É neste sentido que a reunião de Los Cabos reflete o quadro mundial de nossos dias. O declínio das grandes potências capitalistas não se traduziu ainda na derrocada final do imperialismo. Por outro lado, a emergência de países como o Brasil, Rússia, Índia, China e África do Sul (os BRICS), que crescentemente se contrapõem ao poderio imperialista, não foi consolidada ainda em mudanças institucionais mundiais, como a pleiteada reforma da ONU e do FMI.

Na prática – como aquela reunião deixou claro – as chamadas nações emergentes vão se constituindo em peças fundamentais para o enfrentamento da crise e, neste sentido, chamadas a dar uma colaboração condizente com sua nova situação.
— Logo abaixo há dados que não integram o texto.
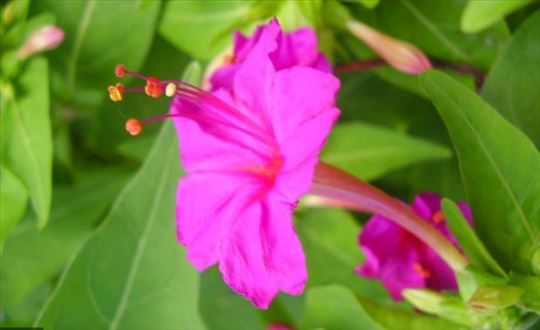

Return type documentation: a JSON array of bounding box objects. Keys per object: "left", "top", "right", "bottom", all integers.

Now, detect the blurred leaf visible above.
[
  {"left": 510, "top": 273, "right": 540, "bottom": 315},
  {"left": 421, "top": 71, "right": 540, "bottom": 273},
  {"left": 321, "top": 122, "right": 451, "bottom": 180},
  {"left": 304, "top": 285, "right": 384, "bottom": 330},
  {"left": 159, "top": 0, "right": 253, "bottom": 60},
  {"left": 0, "top": 166, "right": 28, "bottom": 244},
  {"left": 296, "top": 209, "right": 389, "bottom": 301},
  {"left": 36, "top": 123, "right": 202, "bottom": 329},
  {"left": 359, "top": 299, "right": 465, "bottom": 330},
  {"left": 1, "top": 58, "right": 52, "bottom": 228},
  {"left": 482, "top": 11, "right": 540, "bottom": 148},
  {"left": 461, "top": 0, "right": 534, "bottom": 33},
  {"left": 441, "top": 198, "right": 507, "bottom": 277},
  {"left": 350, "top": 0, "right": 380, "bottom": 9},
  {"left": 32, "top": 0, "right": 161, "bottom": 102},
  {"left": 0, "top": 169, "right": 127, "bottom": 325},
  {"left": 354, "top": 0, "right": 509, "bottom": 69},
  {"left": 199, "top": 267, "right": 266, "bottom": 330}
]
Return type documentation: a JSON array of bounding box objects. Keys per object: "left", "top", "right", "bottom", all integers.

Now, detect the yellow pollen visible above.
[{"left": 432, "top": 210, "right": 444, "bottom": 225}]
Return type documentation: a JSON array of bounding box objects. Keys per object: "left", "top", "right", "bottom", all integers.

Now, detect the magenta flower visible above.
[
  {"left": 210, "top": 19, "right": 332, "bottom": 90},
  {"left": 357, "top": 192, "right": 472, "bottom": 300},
  {"left": 175, "top": 21, "right": 339, "bottom": 308},
  {"left": 109, "top": 21, "right": 340, "bottom": 308}
]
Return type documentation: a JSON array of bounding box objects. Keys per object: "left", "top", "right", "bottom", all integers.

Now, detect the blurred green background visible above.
[{"left": 0, "top": 0, "right": 540, "bottom": 329}]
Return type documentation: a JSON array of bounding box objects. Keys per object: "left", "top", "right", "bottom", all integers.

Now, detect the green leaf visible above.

É paradoxal que estas nações sejam chamadas a “salvar” o FMI, instituição que tem sido o algoz dos povos e instrumento feroz do imperialismo e do capital financeiro para impor seus interesses aos demais países. Ao final da reunião, a direção desta agência internacional da especulação financeira comemorou a decisão dos países do BRICS em participar do aumento do capital do FMI para US$ 456 bilhões. Eles vão contribuir com US$ 75 bilhões (a China entra com US$ 43 bilhões; o Brasil com US$ 10 bilhões).
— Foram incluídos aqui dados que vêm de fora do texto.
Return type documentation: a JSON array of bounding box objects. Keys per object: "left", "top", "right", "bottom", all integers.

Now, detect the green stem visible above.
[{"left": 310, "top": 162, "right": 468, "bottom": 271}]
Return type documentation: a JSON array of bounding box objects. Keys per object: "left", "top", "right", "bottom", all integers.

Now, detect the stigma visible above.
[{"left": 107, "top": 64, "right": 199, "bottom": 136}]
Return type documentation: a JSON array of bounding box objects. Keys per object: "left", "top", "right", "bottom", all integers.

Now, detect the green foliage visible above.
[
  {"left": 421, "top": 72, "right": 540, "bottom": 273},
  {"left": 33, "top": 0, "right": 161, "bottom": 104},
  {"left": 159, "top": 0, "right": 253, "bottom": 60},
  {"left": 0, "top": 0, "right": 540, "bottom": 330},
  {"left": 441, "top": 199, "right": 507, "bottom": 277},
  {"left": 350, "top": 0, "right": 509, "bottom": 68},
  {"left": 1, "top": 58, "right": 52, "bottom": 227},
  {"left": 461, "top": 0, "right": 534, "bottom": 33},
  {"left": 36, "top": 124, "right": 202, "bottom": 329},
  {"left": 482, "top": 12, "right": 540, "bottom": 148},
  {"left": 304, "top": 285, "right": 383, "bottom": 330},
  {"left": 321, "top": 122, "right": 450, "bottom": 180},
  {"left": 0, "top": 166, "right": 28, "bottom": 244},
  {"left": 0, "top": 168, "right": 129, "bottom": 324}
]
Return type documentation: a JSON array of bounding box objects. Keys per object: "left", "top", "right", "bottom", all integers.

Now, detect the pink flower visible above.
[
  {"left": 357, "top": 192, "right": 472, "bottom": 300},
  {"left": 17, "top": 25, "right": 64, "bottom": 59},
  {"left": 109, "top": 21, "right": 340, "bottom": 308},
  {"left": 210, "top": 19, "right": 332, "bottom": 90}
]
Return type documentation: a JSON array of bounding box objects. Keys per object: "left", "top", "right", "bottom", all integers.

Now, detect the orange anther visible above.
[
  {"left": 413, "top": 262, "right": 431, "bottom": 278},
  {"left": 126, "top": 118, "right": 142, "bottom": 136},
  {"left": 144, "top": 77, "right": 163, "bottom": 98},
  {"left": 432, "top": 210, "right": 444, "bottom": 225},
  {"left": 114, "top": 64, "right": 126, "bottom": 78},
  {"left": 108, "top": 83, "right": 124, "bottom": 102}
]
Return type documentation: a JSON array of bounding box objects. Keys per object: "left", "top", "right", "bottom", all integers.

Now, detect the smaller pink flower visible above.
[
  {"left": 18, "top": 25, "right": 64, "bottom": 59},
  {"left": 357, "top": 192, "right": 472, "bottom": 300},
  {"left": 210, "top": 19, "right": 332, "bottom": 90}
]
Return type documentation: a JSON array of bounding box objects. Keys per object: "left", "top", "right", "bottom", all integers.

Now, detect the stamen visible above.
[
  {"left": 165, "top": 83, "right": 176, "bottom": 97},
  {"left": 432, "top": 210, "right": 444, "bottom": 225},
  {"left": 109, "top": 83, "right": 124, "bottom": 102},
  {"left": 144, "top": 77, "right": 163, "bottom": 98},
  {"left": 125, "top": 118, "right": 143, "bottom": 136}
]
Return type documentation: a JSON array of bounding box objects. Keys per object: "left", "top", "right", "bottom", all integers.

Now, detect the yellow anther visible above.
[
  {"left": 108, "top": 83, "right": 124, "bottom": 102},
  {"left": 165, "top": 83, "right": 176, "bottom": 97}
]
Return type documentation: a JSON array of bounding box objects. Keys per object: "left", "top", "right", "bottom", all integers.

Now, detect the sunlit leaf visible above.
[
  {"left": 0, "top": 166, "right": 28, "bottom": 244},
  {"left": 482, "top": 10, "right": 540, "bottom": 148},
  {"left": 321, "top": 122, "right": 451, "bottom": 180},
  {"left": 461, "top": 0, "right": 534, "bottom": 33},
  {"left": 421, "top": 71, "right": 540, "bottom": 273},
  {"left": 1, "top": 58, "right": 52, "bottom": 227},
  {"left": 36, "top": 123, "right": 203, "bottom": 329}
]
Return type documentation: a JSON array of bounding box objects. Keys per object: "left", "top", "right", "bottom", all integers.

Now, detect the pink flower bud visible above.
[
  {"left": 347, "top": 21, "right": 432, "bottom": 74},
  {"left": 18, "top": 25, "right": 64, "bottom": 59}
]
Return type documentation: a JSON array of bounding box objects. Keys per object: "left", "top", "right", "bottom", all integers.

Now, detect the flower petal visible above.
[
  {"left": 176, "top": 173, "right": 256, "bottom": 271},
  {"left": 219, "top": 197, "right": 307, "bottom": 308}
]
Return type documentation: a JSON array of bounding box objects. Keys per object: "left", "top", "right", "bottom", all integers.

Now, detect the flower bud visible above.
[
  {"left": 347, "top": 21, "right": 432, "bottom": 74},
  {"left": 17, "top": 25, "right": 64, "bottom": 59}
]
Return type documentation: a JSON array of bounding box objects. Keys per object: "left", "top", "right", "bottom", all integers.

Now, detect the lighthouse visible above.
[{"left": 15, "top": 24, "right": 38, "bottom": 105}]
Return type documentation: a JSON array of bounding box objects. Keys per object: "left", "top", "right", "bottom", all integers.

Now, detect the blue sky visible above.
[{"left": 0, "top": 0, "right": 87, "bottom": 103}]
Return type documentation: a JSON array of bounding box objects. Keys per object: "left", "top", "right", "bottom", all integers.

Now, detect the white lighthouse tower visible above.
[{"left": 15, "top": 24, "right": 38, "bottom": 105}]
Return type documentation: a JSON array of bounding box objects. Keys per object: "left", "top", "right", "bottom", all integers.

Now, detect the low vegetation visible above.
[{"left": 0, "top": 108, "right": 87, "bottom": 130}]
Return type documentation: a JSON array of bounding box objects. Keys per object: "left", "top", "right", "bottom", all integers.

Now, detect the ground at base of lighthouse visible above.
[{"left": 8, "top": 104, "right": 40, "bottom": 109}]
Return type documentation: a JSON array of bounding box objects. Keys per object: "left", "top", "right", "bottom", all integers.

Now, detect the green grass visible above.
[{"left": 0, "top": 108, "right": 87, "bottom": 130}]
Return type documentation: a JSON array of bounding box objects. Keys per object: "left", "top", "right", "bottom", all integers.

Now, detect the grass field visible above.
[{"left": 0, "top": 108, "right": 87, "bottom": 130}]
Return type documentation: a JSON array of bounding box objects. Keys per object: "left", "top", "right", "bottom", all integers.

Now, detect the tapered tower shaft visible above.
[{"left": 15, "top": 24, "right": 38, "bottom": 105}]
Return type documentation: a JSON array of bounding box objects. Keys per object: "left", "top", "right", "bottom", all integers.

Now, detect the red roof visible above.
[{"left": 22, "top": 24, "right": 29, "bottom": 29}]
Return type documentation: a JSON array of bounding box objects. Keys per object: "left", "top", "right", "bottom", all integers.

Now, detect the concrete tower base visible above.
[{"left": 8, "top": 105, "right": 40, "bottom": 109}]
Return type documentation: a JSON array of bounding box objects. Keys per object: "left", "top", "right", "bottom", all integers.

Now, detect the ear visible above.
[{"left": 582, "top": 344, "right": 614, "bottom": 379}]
Mas o G20 é um espaço de luta entre os países ricos e os emergentes. Enquanto a francesa Christine Lagarde encara a ampliação de capital como “um guarda chuva global” contra a crise que assola os países ricos, os emergentes vinculam seu aporte de capital à concretização da reforma do FMI, já aprovada mas ainda não realizada, para aumentar seu poder de decisão naquela instituição.

Este confronto se desdobra também em múltiplos aspectos. Dois deles se destacam. Um pode ser visto no aumento das pressões sobre a chanceler alemã Ângela Merkel – o rottweiler da especulação financeira – que defende cortes de gastos (e salários e direitos sociais), para que concorde com políticas de investimento para combater a crise e gerar empregos. Um desdobramento destas pressões foi a insistência, entre os chefes de Estado, pelo abrandamento das draconianas condições impostas à Grécia e que levaram o país ao colapso econômico e social.
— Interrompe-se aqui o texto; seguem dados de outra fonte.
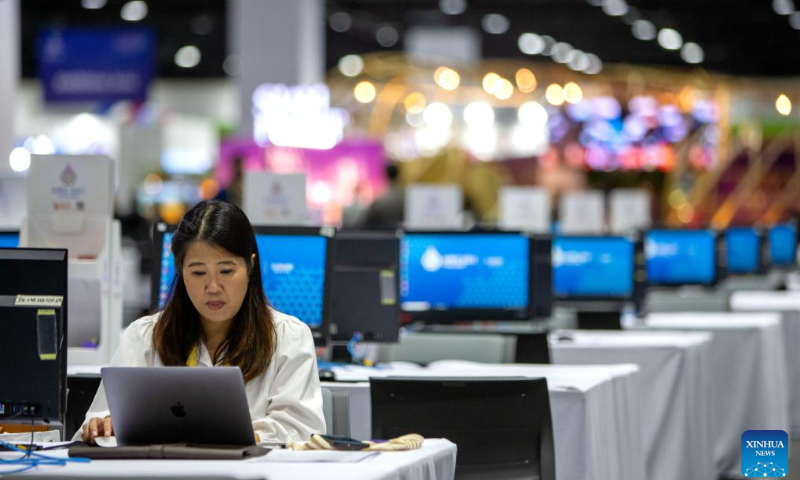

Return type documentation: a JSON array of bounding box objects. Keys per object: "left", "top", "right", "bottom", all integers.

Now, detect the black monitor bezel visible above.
[
  {"left": 0, "top": 229, "right": 22, "bottom": 248},
  {"left": 398, "top": 229, "right": 536, "bottom": 324},
  {"left": 642, "top": 226, "right": 726, "bottom": 288},
  {"left": 553, "top": 235, "right": 644, "bottom": 304},
  {"left": 764, "top": 219, "right": 800, "bottom": 269},
  {"left": 720, "top": 225, "right": 769, "bottom": 277},
  {"left": 253, "top": 225, "right": 336, "bottom": 347},
  {"left": 0, "top": 246, "right": 69, "bottom": 424},
  {"left": 151, "top": 223, "right": 336, "bottom": 346},
  {"left": 328, "top": 230, "right": 403, "bottom": 343}
]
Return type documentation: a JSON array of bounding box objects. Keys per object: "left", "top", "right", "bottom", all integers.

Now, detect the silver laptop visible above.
[{"left": 101, "top": 367, "right": 255, "bottom": 446}]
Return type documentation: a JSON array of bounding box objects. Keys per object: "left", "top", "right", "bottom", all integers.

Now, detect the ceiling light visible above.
[
  {"left": 775, "top": 94, "right": 792, "bottom": 117},
  {"left": 481, "top": 13, "right": 510, "bottom": 35},
  {"left": 517, "top": 33, "right": 546, "bottom": 55},
  {"left": 439, "top": 0, "right": 467, "bottom": 15},
  {"left": 175, "top": 45, "right": 201, "bottom": 68},
  {"left": 81, "top": 0, "right": 107, "bottom": 10},
  {"left": 339, "top": 55, "right": 364, "bottom": 77},
  {"left": 658, "top": 28, "right": 683, "bottom": 50},
  {"left": 603, "top": 0, "right": 628, "bottom": 17},
  {"left": 631, "top": 20, "right": 656, "bottom": 40},
  {"left": 119, "top": 0, "right": 147, "bottom": 22},
  {"left": 681, "top": 42, "right": 705, "bottom": 63}
]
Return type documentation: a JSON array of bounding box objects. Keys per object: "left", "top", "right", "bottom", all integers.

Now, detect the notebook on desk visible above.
[{"left": 101, "top": 367, "right": 255, "bottom": 448}]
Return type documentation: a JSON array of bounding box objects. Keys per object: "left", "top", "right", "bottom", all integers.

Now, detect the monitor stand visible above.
[{"left": 577, "top": 310, "right": 622, "bottom": 330}]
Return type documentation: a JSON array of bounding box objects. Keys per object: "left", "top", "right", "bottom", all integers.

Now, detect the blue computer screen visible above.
[
  {"left": 159, "top": 233, "right": 327, "bottom": 328},
  {"left": 645, "top": 230, "right": 717, "bottom": 285},
  {"left": 725, "top": 227, "right": 761, "bottom": 273},
  {"left": 769, "top": 224, "right": 797, "bottom": 265},
  {"left": 552, "top": 237, "right": 634, "bottom": 297},
  {"left": 400, "top": 233, "right": 529, "bottom": 311},
  {"left": 0, "top": 233, "right": 19, "bottom": 248}
]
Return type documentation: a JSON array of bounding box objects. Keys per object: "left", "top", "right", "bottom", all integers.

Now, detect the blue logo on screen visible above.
[
  {"left": 400, "top": 234, "right": 529, "bottom": 311},
  {"left": 553, "top": 237, "right": 634, "bottom": 297},
  {"left": 158, "top": 233, "right": 327, "bottom": 328},
  {"left": 0, "top": 233, "right": 19, "bottom": 248},
  {"left": 769, "top": 225, "right": 797, "bottom": 265},
  {"left": 256, "top": 235, "right": 327, "bottom": 328},
  {"left": 741, "top": 430, "right": 789, "bottom": 478},
  {"left": 725, "top": 227, "right": 760, "bottom": 273},
  {"left": 645, "top": 230, "right": 717, "bottom": 285}
]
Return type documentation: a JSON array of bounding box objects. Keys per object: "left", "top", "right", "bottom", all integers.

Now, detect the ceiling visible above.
[{"left": 21, "top": 0, "right": 800, "bottom": 78}]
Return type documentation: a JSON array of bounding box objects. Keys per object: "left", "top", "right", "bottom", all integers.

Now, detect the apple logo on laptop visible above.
[{"left": 170, "top": 402, "right": 186, "bottom": 418}]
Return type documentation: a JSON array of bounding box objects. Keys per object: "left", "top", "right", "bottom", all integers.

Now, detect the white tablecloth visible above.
[
  {"left": 323, "top": 361, "right": 645, "bottom": 480},
  {"left": 0, "top": 439, "right": 456, "bottom": 480},
  {"left": 731, "top": 291, "right": 800, "bottom": 438},
  {"left": 644, "top": 312, "right": 789, "bottom": 477},
  {"left": 550, "top": 331, "right": 716, "bottom": 480}
]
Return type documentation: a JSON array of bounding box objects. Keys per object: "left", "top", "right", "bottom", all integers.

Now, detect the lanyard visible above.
[{"left": 186, "top": 345, "right": 197, "bottom": 367}]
Outro desdobramento da luta travada internamente no G20 pode ser visto na decisão dos países do BRICS de criação de um fundo comum de reservas, envolvendo as cinco nações membros, com o objetivo de dinamizar as relações comerciais, estimulando o comércio entre si, e enfrentar as consequências da crise mundial.

Há mudanças em curso, é certo. Mas elas não podem fomentar a ilusão de que espaços internacionais, como o G20, sejam arenas democratizantes e progressistas. Não são. São cenários de uma luta encarniçada das nações ricas para, ante a falência dos costumeiros instrumentos de imposição, garantir seus interesses pela pressão diplomática. E se confrontam com a luta dos países emergentes para alargar sua participação nos espaços de decisão internacionais e defender-se contra as ações dos países ricos.